DURANTE LOS AÑOS en los que gobernaron el demócrata Bill Clinton y el laborista Tony Blair, sus respectivos países disfrutaron de economías boyantes, lo que dio lugar a sociedades más prósperas aunque, en ambos casos, más desiguales. Los socialdemócratas estudian lo ocurrido en EE UU y el Reino Unido para evitar que en el futuro se fije en la opinión pública una imagen de ellos contradictoria: ahora que habían conseguido deshacerse del aura negativa de gente despilfarradora y que gestiona mal, la paradoja podía volverse del revés: son ortodoxos en sus prácticas económicas, pero hacen más ricos a los ricos.

Rodríguez Zapatero intuyó esta circunstancia y desde el principio se aplicó en poner en marcha medidas paliativas del déficit social, con otra peculiaridad ajena a la tradición socialdemócrata, aún discutida en el seno de esa familia ideológica: en la era de la globalización, la redistribución se hace por el lado del gasto público y no desde los ingresos. Fue cuando declaró que "bajar impuestos es de izquierdas". Su esfuerzo no consistió —más bien al contrario— en hacer progresivos los impuestos (renta, sociedades, plusvalías, etcétera), sino en poner en funcionamiento nuevos derechos sociales o medidas relacionadas con el aumento del gasto social, en el entendido de que en este terreno España tiene un déficit de varios puntos con relación a la media europea, y algunos puntos porcentuales más si se la compara con los países más avanzados de la UE.

El paradigma de esta política ha sido la ley de Dependencia, denominada cuarto pilar del Estado del bienestar. Además, activándola, ZP daba continuidad a uno de los principales activos de los Gobiernos socialistas de primera generación, los de Felipe González, que universalizaron en nuestro país los tres primeros pilares del welfare: pensiones, sanidad y educación públicos.

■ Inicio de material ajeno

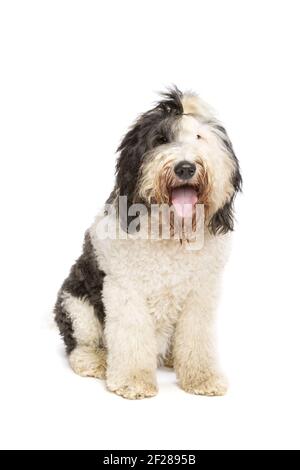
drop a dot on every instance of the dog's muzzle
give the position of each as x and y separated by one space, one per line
185 170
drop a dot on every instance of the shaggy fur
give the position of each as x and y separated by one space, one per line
131 304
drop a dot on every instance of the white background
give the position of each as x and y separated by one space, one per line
74 74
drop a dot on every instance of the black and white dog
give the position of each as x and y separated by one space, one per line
132 302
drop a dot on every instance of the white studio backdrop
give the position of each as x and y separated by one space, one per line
73 76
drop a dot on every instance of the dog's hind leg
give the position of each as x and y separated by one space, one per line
82 332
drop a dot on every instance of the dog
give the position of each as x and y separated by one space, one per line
132 303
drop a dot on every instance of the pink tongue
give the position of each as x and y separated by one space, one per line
183 200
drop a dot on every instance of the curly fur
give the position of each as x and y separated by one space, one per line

La pasada semana, la vicepresidenta del Gobierno María Teresa Fernández de la Vega unía las prácticas de la ortodoxia económica y de la inversión social cuando declaraba: el rigor y el gasto no son incompatibles. Depende de las dosis de ambos y de la buena selección de las necesidades priorizadas (dado que las necesidades ciudadanas son infinitas, incluso en las sociedades más ricas). Las renuencias del otro vicepresidente, Pedro Solbes, a algunas de las últimas medidas anunciadas por el Ejecutivo (ayuda materna, la vivienda como derecho subjetivo, la atención bucal gratuita a los niños) no parecen debidas a desacuerdos con los principios —rigor económico e inversión social—, sino a las dosis y a las prioridades seleccionadas. Por ejemplo: en vez de los 2.500 euros por hijo, ¿no habría sido mejor multiplicar la red de guarderías del país? Solbes recuerda continuamente con sus palabras, además, otra regla de oro de las democracias maduras: cada medida debe venir acompañada de una memoria económica para que todos sepamos lo que cuesta. Esto también es educación para la ciudadanía.

En 1985, después de dos años largos de sacrificios, en el Gabinete socialista se creó un sindicato del gasto (los ministros con más capacidad de invertir), a los que se enfrentó el ministro de Economía, Miguel Boyer, que opinaba que era preciso un ajuste mayor para sacar la economía del marasmo. Boyer pidió a González una vicepresidencia para ser primus inter pares en el Consejo de Ministros. González se la negó y Boyer dimitió. Aznar y ZP aprendieron la lección y pusieron a un vicepresidente al frente de la economía.

Durante largos años, la economía española ha apuntado déficit en sus cuentas públicas, por lo que el responsable de Economía parecía tener más legitimidad y más fuerza para resistirse al sindicato del gasto de cada momento. Pero en cada uno de los cuatro ejercicios de la legislatura de ZP, las cuentas han tenido superávit, por lo que la presión se hace irresistible, máxime en año electoral. Los problemas son de prioridades y de sostenibilidad: elección política y memoria económica.